Vienna, January 28, 1812.

As a punishment for your absolute silence I charge you with the immediate delivery of these two letters; a windbag of a Livonian promised to look after a letter to K. for me, but probably, the Livonians like the Russians being windbags and braggarts, he did nothing of the sort, although he gave himself out to be a great friend of his.... If the 3 songs by Goethe are not yet printed hurry with them; I should like soon to present them to Princess Kynsky, one of the handsomest, stoutest women in Vienna—and the songs from Egmont, why are they not yet out, in fact why not out, out, out with the whole of E?—do you perhaps want a close tacked on to an entreacte here and there, that might be, but have it done by a Leipsic Corrector of the Music. Zeitung, that kind of thing they understand like a slap in the face. Please charge the postage to me—it seems to me, I hear a whisper, that you are looking out for a new wife, to this I ascribe all the confusion mentioned above.

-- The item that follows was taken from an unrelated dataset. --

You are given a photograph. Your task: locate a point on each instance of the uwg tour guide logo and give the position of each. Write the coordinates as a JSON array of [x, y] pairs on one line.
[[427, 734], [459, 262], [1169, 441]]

I wish you a Xantippe like the wife of the holy Greek Socrates, so that I might see a German Verleger, which is saying a great deal, verlegen, ja recht in Verlegenheit.[91]

Among the sufferers by the Finanz-Patent were the Ursuline nuns at Graz, whose institution, since 1802, had at no time less than 50 wards and always more than 350 pupils. At this juncture they were excessively poor and in debt. In the hope of gaining them some substantial aid Beethoven’s new friend, Varena, now wrote to him offering to pay him properly for the use of some of his compositions in a concert for their benefit to be given on Easter Sunday, March 29. Beethoven at once presented two of his new compositions to the Art Society of Graz for gratuitous use at charity concerts. At the concert on Easter Sunday there were eight numbers, Beethoven being represented by the overture to “King Stephen,” the march with chorus from “The Ruins of Athens,” the overture to “Egmont,” and the Septet. The nuns gained on the occasion the handsome sum of 1836 fl. 24k. Vienna Standard.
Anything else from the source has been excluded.